New Zealand Cup winner Cruz Bromac has been sidelined for the rest of the season by a fetlock injury and his entire career may now be in doubt.

The injury was revealed by trainer Mark Purdon yesterday with the one-time favourite for next month’s Miracle Mile still heading to Sydney, but for a four-month spell on the NSW property of one of his owners.

“It is a fetlock issue and the kind of thing a lot of horses his age might get,” Purdon said.

“He is a horse who has raced at a very high level for a really long time and we hope he comes back, but that won’t be until next season and we won't know if he makes it back until after he has had his spell.”

It is only three months since Cruz Bromac, beautifully driven by Blair Orange, scored the greatest win of his career in the New Zealand Cup, adding it to the NZ Free-For-All he won the season before.

He has also been hugely competitive in two Inter Dominion series, albeit his Final chances at both ruined by bad draws, and yet he is still a touch under-rated for a horse with 23 career wins and more than $1 million in earnings.
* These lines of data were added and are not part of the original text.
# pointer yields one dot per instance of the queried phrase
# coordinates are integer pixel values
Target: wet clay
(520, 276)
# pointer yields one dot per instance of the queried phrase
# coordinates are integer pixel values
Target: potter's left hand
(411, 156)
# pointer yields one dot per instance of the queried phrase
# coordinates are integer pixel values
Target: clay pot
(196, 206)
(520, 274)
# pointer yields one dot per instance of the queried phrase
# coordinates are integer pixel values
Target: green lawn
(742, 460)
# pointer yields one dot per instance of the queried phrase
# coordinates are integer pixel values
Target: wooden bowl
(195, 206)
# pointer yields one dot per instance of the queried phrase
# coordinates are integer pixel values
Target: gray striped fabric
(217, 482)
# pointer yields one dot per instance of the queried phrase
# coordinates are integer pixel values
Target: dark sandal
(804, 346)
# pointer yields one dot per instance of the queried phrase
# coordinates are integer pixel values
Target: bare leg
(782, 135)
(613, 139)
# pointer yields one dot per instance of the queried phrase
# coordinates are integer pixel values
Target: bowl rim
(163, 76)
His last outing was in the Auckland Cup, where he finished fifth, before heading back to Canterbury to prepare for the Miracle Mile.
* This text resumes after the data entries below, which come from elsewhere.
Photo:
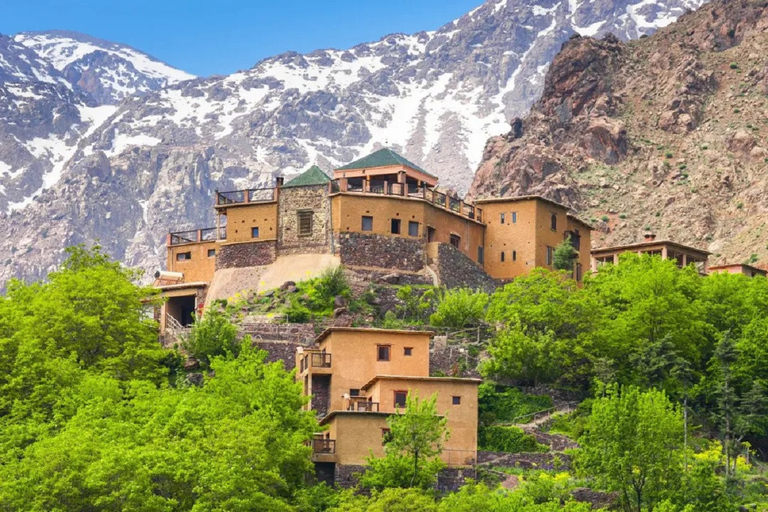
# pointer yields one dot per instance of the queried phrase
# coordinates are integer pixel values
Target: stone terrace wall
(245, 255)
(293, 200)
(455, 270)
(379, 251)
Cruz Bromac joins a quite remarkable list of open class stars to be sidelined by injuries in the last 16 months dating back to Thefixer’s win in the 2018 New Zealand Cup.

He has struggled on and off with hoof problems since and while he had a strong Australian summer last year, Thefixer hasn’t won a race this season and looks to be heading to the paddock because of his nagging foot issues.

Turn It Up won that season’s Auckland Cup and had a good rest of his four-year-old season, winning the Jewels, but has missed the entirety of this year because of injury.

Spankem, who won last year’s Miracle Mile and finished second to Cruz Bromac in the NZ Cup, has also been sidelined although his prognosis sounds promising.

And then Ultimate Sniper, who was unbeaten in the Inter Dominion in Auckland in December, broke down after the series and while he is expected to make it back to the track it means that almost every major Group 1 pacing race winner for older horses in New Zealand in the past 16 months has succumbed to injury at some stage.

“We have had a bad run with them but they are all different types of injuries so I am not sure what we can do about it,” says Purdon.

“To be honest the only thing I can put it down to is how hard the horses race these days, they go so quick in every race.”

Purdon will be hoping his latest star, Auckland Cup winner Self Assured, can dodge the curse after he returned to winning form at Menangle last Saturday night.

He sat parked to win in 1:50.3 as his lead to the $200,000 Chariots Of Fire on Saturday week, likely to be followed by the $1 million Miracle Mile on March 7.

Self Assured was beaten twice, albeit brave both times, in Victoria recently but Purdon thinks he is back to his best form and with strength to match his speed he may prove better suited to Menangle mile racing than many Kiwi pacers.

The stable has Chase Auckland and Stylish Memphis, who Purdon is caretaker trainer for, racing at Menangle this Saturday as they are aimed at the Miracle Mile and NSW Oaks (February 29) respectively.

Before then premier racing returns to Addington on Friday where Princess Tiffany is hot favourite to win the Breeders Stakes, victory in which would give her direct entry to the $200,000 Ladyship Mile at Menangle on March 7 and another shot at her arch nemesis Belle Of Montana.

A G’s White Socks continues his Miracle Mile build-up in the $50,000 Terang Co-Op Pacing Cup on Saturday night while Kiwi trotters Massive Metro and Temporale tackle the $50,000 Aldebaran Park The Knight Pistol at Melton on Friday night.